Failure-Finding Maintenance: Testing Hidden-Function Assets Like Safety Valves and Alarms

Calendar
Duration:
9 min read
calendar today
Published on
June 15, 2026
Featured Image

Failure-finding maintenance is a proactive maintenance strategy used to detect hidden failures in assets that do not reveal themselves during normal operation. Unlike reactive or time-based maintenance, failure-finding maintenance specifically targets hidden-function assets — equipment like safety valves, fire alarms, and emergency shutdown systems that remain dormant until called upon during an emergency. According to OSHA's Process Safety Management guidelines, undetected failures in protective devices are a leading contributor to catastrophic industrial incidents. Studies from NFPA indicate that up to 30% of safety system failures go undetected for months before an incident triggers their discovery. Without a structured testing program, these assets appear fully functional while their protective capability has completely degraded.
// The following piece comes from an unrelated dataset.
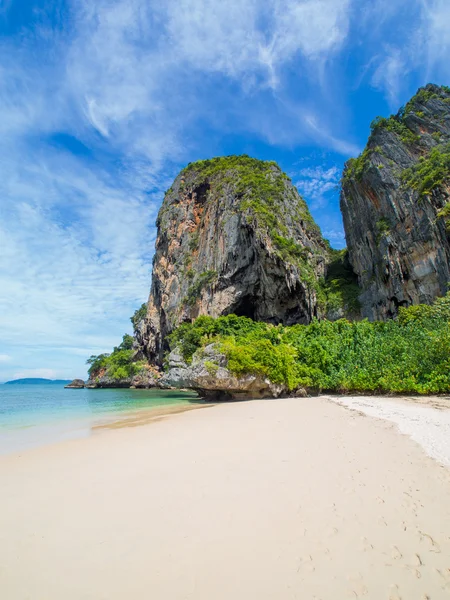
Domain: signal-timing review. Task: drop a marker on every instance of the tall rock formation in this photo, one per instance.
(234, 236)
(394, 203)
What Is Failure-Finding Maintenance?

Concept illustration showing failure-finding maintenance gap between hidden-function and active assets | Cryotos

Failure-finding maintenance (FFM) is defined within Reliability-Centered Maintenance (RCM) as a scheduled task designed to identify failures that have already occurred but are not yet evident during normal operation. The term was popularized by John Moubray in his foundational RCM work, where he described hidden-function failures as uniquely dangerous because they silently strip away a layer of protection without triggering any alarm or operational disruption.

The critical insight is this: a safety valve that fails to open at its set pressure doesn't stop the process from running — it just means the process is no longer protected. You won't know until an overpressure event occurs and the valve fails to respond. Failure-finding maintenance closes this dangerous gap through regular, deliberate testing.

Hidden-Function Assets vs. Active Assets

Active assets perform their function continuously. A pump moves fluid; a conveyor moves product. When an active asset fails, the failure is immediately obvious because the process stops. Hidden-function assets are different — their entire purpose is to respond during an abnormal event. A fire alarm doesn't need to sound when conditions are normal. A pressure relief valve doesn't need to open when system pressure is within range. Their dormancy is exactly why they require failure-finding maintenance: there's no natural feedback loop to reveal a developing fault.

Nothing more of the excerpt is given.